After two weeks of stressed out (I guess I’m always writing about “I’m stressed out” ahahaha) about my final year project. Anyways, I finally found a solution for my system engine. Basically, my system is about, the resume content is automatically recommended by the system especially skills. Which is, really good to use if you have no idea what to put in your resume. This system is actually something that comes from my problem where I don’t really like to spend so much time creating a few resumes for another job scope. I know, there’s a ton of online tools that can help you out to create a resume with a simple click.. but the question is.. are they really help you in terms of your skills and your chosen job? Nope. They’re gonna suggest you pre-written phrases based on WHAT SKILLS THAT YOU HAVE and not WHAT SKILLS THAT YOU NEED TO PUT ON YOUR RESUME. Well, my system will recommend the content, based on the user profile and chosen job.

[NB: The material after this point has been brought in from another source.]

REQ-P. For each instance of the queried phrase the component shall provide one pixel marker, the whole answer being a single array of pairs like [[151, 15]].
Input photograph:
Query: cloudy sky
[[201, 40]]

There’s a lot of algorithms that can actually measure the similarity of the “keywords”. The question is, how similar they can give? So, in two weeks, I spend my time to search the perfect algorithm and it turns out that the “cosine similarity metric” is the right one! Why? Because it has two vectors that can calculate the angle in a 2D array. The two vectors are arrays that contain the “words count” of two documents.

cosine similarity

If the two vectors are identical,  it will be 1 and it will be 0 if the two are orthogonal. At first, I just want to use a basic filter, as the number of common words might be a perfect engine to implement in my system. However, it is not good as cosine. Why? Just imagine if document A has 400 data common words and document B has 100 data common words. Which document will win? Of course A. Because the common words in document A are higher than in document B. So, that’s why it is not a perfect approach. If we use cosine, then the angle will be judged in terms of similarity. The closer the documents are by angle, the higher is the cosine similarity.

Cosine distance
Excuse my untalented arts

The engine for getRecommendation() is already done! Phewwww. However, I’m still working on this project and I will push it to GitHub as public… soon! Right now, I’m in the logic thinking phase for my Entity Relationship Diagram (ERD) and its attribute.